Architecture of the Solution
As you can see in the diagram above, there already existed a Monolithic Database which had many services connected to it. We then used Debezium to read the WAL log and publish messages for each table change on a subset of tables. We used Amazon SQS as the queuing service. By table changes, I mean INSERT
, UPDATE
, and DELETE
.
The indexer would then pull messages from the queue and update the Search Index accordingly. The search index looked something like this:
{
"id": "123",
"name": "Item 1",
"collections": [
{
"name": "c1",
"id": "345",
"selections": [
"444",
"777"
],
"deselections": [
"99"
]
},
{
"name": "c2",
"id": "678",
"selections": [
"444",
"777"
]
}
],
"selections": [
"444",
"777"
]
}
By far, the most frequently updated part of the index was the selection of Collections and Items. Due to SQS not guaranteeing order, the Indexer would issue a select query to check if the upsert it was about to make to the index was the latest change. If it was not the latest change, it would pull the data for the entire document and overwrite the document in the index. Then there was also a Search service that would handle search requests made to the index.
Drawbacks
Massive Collections
Due to the fact there was no limit on the size of a Collection there were Collections that had upwards of 1 million Items in it. These Collections were selected by a large number of users. There where many late night alerts caused by this but Product would not relax this constraint. The core issue was that for each selection change in a Collection, every Document in the Collection had to be updated in the search index.
Maintaining User Selections in the Search Index
The fact that User selections where maintained in the search index increased search index updates by orders of magnitude. The volume was high enough that the search engining rarely had time to clean up stale document segments. This impacted query performance and storage volume.
Monolithic Database
This database had a very large number of services connecting to it. Tables could be updated and read from by multiple services. This made debugging and incident investigate difficult. Only a hand full of DBAs could help us find the culprit service, query, or internal cron job. It was effectively a black box. Most queries required db functions to be created in a mono repo. Most release required a change to the db (addition of functions new indexes etc). This lead to release trains at off hours and 1 hour + build times. We had this limitation while the company pushed for CI/CD.
Out of order messages
Every update to a subset of tables would trigger at least one external read. These reads tend to be cheap but drastically increase the volume of requests made over the network. More network usage means more cost.
Alternative Solution
My alternative solution would be to break out User Selection of Collections and Items to its own service with its own database. Items and collections would be managed by an Item-Collection service.

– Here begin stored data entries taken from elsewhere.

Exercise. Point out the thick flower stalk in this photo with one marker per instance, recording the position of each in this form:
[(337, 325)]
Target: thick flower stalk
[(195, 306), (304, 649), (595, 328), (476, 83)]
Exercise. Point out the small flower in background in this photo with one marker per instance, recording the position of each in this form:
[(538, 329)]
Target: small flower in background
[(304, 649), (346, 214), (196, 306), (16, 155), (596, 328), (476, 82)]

All changes in both services would result in a message being published to an Outbox Table. This table would then be read by Debezium and published to Kafka.
The CUD (Create Update Delete) message from the Item-Collection service would look very similar to what is published to the Search index. Other Kafka Topics could be created to reformat these messages. For example, we may only want Item or Collection data in a given topic.

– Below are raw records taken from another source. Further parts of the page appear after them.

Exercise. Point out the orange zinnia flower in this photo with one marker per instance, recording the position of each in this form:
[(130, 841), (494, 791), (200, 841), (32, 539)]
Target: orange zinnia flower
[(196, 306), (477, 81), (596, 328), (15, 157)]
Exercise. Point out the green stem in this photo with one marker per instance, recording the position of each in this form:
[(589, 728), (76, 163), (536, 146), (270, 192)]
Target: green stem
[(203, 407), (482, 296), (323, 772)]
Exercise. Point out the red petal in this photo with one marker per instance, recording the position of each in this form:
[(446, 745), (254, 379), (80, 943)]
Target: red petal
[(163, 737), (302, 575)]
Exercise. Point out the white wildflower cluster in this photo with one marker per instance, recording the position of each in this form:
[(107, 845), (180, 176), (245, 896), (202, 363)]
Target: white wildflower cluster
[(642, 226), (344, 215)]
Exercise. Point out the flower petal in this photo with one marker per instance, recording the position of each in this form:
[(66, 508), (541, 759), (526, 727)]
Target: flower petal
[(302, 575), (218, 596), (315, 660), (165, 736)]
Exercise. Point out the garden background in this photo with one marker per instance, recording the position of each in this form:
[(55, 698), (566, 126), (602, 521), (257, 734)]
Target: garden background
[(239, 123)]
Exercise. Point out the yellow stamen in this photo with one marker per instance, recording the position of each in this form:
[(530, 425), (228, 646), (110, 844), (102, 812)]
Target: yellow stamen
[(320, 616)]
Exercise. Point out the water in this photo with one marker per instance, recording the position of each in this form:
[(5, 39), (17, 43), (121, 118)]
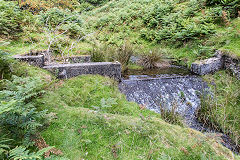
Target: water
[(172, 87)]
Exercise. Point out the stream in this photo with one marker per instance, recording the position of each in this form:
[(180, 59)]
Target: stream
[(174, 88)]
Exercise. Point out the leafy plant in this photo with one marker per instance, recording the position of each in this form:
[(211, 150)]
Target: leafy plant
[(11, 18), (21, 153), (106, 103), (5, 68), (22, 119), (63, 20)]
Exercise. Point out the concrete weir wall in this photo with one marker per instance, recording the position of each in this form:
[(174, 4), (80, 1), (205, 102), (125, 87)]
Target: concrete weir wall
[(219, 62), (64, 71), (37, 60), (207, 66)]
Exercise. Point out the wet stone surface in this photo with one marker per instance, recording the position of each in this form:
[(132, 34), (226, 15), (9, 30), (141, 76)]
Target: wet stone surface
[(181, 91)]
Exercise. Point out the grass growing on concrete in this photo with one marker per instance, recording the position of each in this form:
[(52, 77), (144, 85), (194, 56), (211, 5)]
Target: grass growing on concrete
[(223, 110), (94, 121)]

User selections would be pulled by the Search service and added to the query submitted to the Search Index.
If possible, I would limit the number of Items in a Collection to 10k or some other number after measuring how long it takes for selections to be updated.
Advantages
Reduced Index Size and Number of Updates
Now that User selections are not maintained by the Search index, it is no longer required to “listen” for User related updates.
No more Monolithic Database
- A single service is allowed to access the database, making it easy to attribute changes
- No more release trains
- Far fewer Database migrations
- Migrations can be managed by the service
- DBAs are woken up less due to distributed responsibility and increased debugibility
In Order Messages
This allows the indexer not to constantly hit the source of truth for the most up-to-date document. It also reduces the time it takes for the Search Index to be updated.
Reduced Resource Utilization
We’d likely be able to scale down the Search Index (reduce machine size and count), but we wouldn’t be able to confirm that without performance tests. There would be an increase in the number of databases, but these could be far smaller in size and can scale up and down to meet the load (manually).
No more Large Cascading Changes
Since the Search Index does not care about User changes and we’ve limited the size of the packages, there will be no more massive changes slowing down document updates. All changes are bounded.